The risk paid off. Aurora set out to develop a facial recognition system that could match colour photos of faces taken at any angle, and it has done that. ‘We're really pleased. Technically we were able to achieve what we set out to do. Now we believe we have the most accurate facial recognition system in the world,' said Hugh. 
Getting to this point did not always go quite as planned. ‘There are three steps to creating a colour facial recognition system. The first step is finding a frame in which there is a face. We believed that would be relatively straightforward and it was. We were able to do it in roughly the time we had predicted.
‘Once you find a face you need a reference point. All facial recognition systems use two eye points; in a millisecond the system has to find two eye points. If two eyes are looking right at the camera, it's fine. If not, it's really, really difficult,' said Hugh.
To cope with different facial angles, Aurora found it needed to add more reference points. ‘We had to identify more points like chin, and nose and jaw. It took us about five times longer to do this than we had anticipated,‘ said Hugh.
Finally, it had to come up with the algorithms to recognise the same face whether it was looking up, down, sideways or at an angle.  ‘Our ambition was to test it against an internationally recognised database and we've done that,' said Hugh. 
Suppliers of facial recognition systems like Aurora can have their systems ranked against a database called ‘Labelled faces in the wild' by the University of Massachusetts in the US.  In its most recent test, Aurora expected its sytems to be ranked first in the world.

New creative opportunities

But getting the technology right was only the beginning. Aurora needed to find a way to make its system commercial.

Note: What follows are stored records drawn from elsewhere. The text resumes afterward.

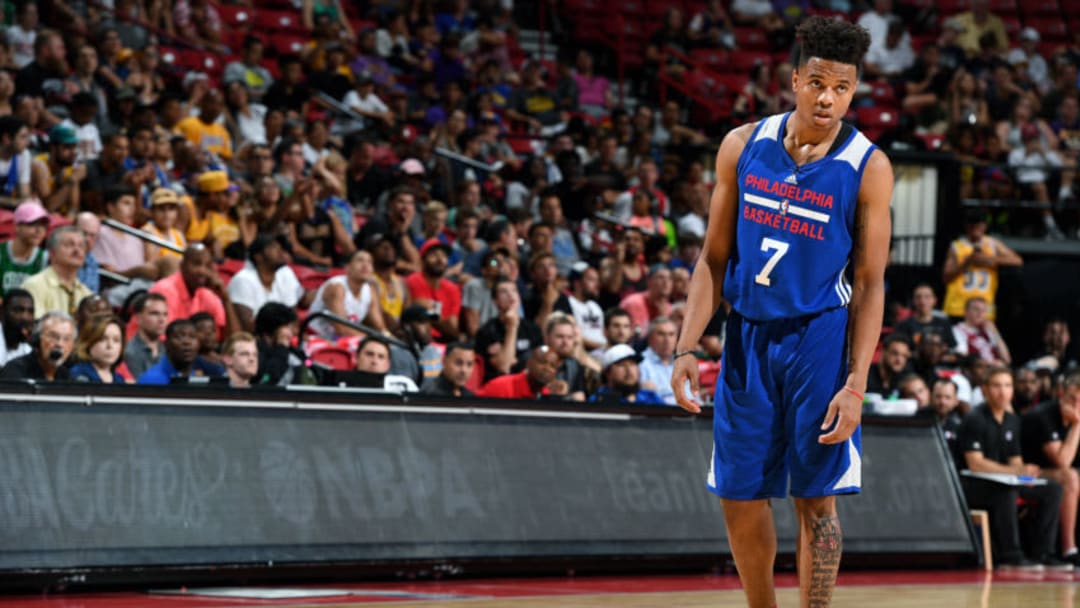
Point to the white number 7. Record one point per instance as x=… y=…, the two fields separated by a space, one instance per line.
x=781 y=248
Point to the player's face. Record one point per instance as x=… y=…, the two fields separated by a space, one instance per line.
x=458 y=366
x=1027 y=383
x=896 y=355
x=923 y=299
x=561 y=339
x=619 y=330
x=374 y=357
x=918 y=391
x=823 y=91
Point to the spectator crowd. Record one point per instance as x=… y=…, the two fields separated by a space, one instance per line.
x=446 y=215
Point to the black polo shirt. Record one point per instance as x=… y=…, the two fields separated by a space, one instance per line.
x=27 y=367
x=1040 y=426
x=981 y=432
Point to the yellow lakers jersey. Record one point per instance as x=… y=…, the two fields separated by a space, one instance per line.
x=976 y=281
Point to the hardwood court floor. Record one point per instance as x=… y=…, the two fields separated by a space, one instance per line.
x=875 y=590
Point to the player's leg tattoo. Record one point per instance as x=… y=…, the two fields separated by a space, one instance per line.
x=826 y=544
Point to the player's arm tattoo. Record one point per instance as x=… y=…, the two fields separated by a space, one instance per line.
x=858 y=252
x=826 y=544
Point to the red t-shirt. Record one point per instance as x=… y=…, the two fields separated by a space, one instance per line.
x=511 y=386
x=447 y=299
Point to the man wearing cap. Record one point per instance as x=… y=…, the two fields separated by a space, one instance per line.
x=107 y=171
x=430 y=289
x=204 y=220
x=458 y=364
x=477 y=306
x=545 y=295
x=83 y=122
x=979 y=22
x=585 y=286
x=57 y=286
x=422 y=360
x=365 y=180
x=198 y=287
x=1027 y=53
x=622 y=379
x=203 y=131
x=652 y=302
x=63 y=176
x=23 y=255
x=331 y=80
x=1033 y=162
x=250 y=69
x=396 y=224
x=266 y=278
x=537 y=380
x=119 y=252
x=392 y=292
x=15 y=161
x=657 y=361
x=505 y=340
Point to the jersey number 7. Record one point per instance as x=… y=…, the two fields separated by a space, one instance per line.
x=779 y=248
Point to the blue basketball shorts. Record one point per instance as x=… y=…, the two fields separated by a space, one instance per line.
x=777 y=380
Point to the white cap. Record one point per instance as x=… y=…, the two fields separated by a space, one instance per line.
x=617 y=353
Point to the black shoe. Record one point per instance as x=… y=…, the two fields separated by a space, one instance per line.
x=1051 y=563
x=1022 y=564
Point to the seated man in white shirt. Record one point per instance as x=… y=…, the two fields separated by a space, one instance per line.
x=658 y=361
x=266 y=278
x=585 y=286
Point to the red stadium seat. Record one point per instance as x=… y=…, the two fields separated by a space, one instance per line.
x=953 y=7
x=751 y=39
x=287 y=42
x=744 y=61
x=715 y=58
x=334 y=357
x=282 y=22
x=1041 y=8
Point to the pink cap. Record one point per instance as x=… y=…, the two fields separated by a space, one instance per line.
x=30 y=212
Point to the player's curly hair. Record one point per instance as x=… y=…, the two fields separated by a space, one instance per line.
x=832 y=39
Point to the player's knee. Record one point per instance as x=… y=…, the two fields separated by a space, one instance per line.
x=1071 y=481
x=813 y=509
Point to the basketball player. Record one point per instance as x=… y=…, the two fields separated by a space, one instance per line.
x=800 y=205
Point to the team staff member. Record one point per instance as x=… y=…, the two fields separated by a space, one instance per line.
x=800 y=199
x=1050 y=434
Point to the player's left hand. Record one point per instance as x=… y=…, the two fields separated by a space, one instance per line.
x=845 y=411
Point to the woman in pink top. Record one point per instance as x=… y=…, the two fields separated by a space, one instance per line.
x=594 y=92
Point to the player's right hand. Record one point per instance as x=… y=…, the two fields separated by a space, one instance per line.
x=686 y=368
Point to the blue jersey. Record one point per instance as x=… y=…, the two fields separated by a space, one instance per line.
x=794 y=230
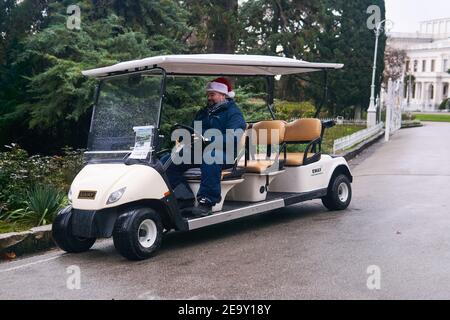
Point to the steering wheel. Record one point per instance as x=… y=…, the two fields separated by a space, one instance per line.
x=190 y=129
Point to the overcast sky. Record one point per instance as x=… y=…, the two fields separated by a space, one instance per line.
x=406 y=14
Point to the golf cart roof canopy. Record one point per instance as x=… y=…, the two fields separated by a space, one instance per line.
x=214 y=64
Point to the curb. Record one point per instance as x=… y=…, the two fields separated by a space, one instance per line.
x=350 y=154
x=33 y=240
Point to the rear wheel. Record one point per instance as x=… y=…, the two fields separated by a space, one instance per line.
x=339 y=193
x=138 y=233
x=62 y=234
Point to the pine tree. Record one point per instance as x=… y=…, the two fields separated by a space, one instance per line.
x=53 y=108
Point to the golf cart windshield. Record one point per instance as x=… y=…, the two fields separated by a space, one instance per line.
x=124 y=102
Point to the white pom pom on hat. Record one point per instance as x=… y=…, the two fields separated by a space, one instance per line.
x=221 y=85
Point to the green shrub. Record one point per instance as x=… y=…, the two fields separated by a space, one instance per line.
x=41 y=205
x=19 y=173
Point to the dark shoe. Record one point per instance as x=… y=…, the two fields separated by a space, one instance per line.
x=203 y=209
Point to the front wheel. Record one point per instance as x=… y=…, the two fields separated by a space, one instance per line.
x=138 y=233
x=339 y=193
x=62 y=234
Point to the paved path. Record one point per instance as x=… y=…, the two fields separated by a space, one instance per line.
x=399 y=220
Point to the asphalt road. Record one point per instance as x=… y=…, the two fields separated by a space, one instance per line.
x=398 y=221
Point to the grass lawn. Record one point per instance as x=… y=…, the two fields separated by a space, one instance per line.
x=6 y=227
x=433 y=117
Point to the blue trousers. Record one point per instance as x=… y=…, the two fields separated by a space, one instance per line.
x=210 y=180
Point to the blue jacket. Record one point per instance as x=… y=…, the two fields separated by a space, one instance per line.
x=227 y=116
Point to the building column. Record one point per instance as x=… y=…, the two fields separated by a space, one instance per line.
x=423 y=94
x=438 y=93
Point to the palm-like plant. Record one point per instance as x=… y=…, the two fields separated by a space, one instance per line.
x=40 y=206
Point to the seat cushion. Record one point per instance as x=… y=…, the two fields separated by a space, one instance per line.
x=228 y=174
x=294 y=158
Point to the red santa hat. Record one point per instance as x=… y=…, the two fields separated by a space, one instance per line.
x=221 y=85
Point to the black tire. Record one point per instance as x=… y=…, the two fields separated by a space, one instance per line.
x=135 y=228
x=63 y=237
x=339 y=193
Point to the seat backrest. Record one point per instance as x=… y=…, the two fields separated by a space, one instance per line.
x=268 y=132
x=303 y=130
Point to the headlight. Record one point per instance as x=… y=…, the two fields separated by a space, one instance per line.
x=115 y=196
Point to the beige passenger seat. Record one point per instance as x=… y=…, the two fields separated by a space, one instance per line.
x=303 y=131
x=267 y=133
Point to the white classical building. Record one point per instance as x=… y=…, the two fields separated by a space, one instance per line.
x=428 y=52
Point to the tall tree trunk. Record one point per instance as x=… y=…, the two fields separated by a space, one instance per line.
x=224 y=26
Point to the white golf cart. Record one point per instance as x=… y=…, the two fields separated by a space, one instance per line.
x=123 y=191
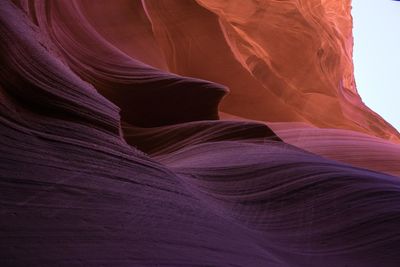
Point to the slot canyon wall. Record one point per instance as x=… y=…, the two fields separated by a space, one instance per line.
x=190 y=133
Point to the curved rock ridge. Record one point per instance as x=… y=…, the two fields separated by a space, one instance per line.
x=351 y=147
x=168 y=184
x=125 y=81
x=287 y=61
x=167 y=139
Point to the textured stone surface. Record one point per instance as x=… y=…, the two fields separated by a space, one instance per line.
x=112 y=156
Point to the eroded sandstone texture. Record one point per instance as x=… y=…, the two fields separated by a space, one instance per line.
x=190 y=133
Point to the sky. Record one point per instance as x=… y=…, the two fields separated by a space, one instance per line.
x=376 y=55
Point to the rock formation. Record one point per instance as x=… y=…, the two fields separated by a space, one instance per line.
x=190 y=133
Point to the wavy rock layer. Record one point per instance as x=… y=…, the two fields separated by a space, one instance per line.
x=168 y=184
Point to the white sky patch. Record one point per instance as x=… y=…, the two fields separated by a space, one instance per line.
x=377 y=56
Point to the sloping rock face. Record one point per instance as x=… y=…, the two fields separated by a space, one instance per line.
x=283 y=61
x=112 y=156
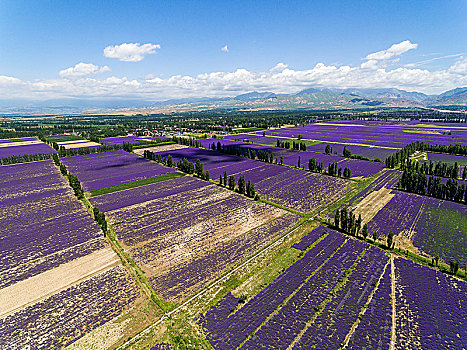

The approach from an advertising agency that led to My Player Twin has led to entirely new line of business. ‘We realised it could be used for sports fans everywhere.' 
It has also brought in revenue. ‘The income we've already derived from it this year has allowed us to retain the three people we hired for the project.' 
And it has inspired Aurora to set up Aurora Creative, a website aimed at creative companies, said Hugh. ‘We realised there were several other features of our product that might be of interest to companies trying to be creative.
‘As a side effect of the Technology Strategy Board product we have developed other tools so that we get 92% accuracy on gender.' (It is worth pointing out that, when tested, human beings only achieve 94% accuracy, according to Hugh.) One use for the technology is interactive billboards – they could display advertisements suited to the gender of the person approaching them.
That would never have happened without the Technology Strategy Board funding for the FIRMA project. ‘Without it we would never have been able to move into new markets,' said Hugh.
It has also brought the promise of business in more familiar markets. ‘We have been asked to run a trial at Orly Airport in France in the first or second quarter of 2014. The product we've created enables the person to be checked against a colour photo. We needed the technology the Technology Strategy Board allowed us to develop to recognise that colour image,' said Hugh.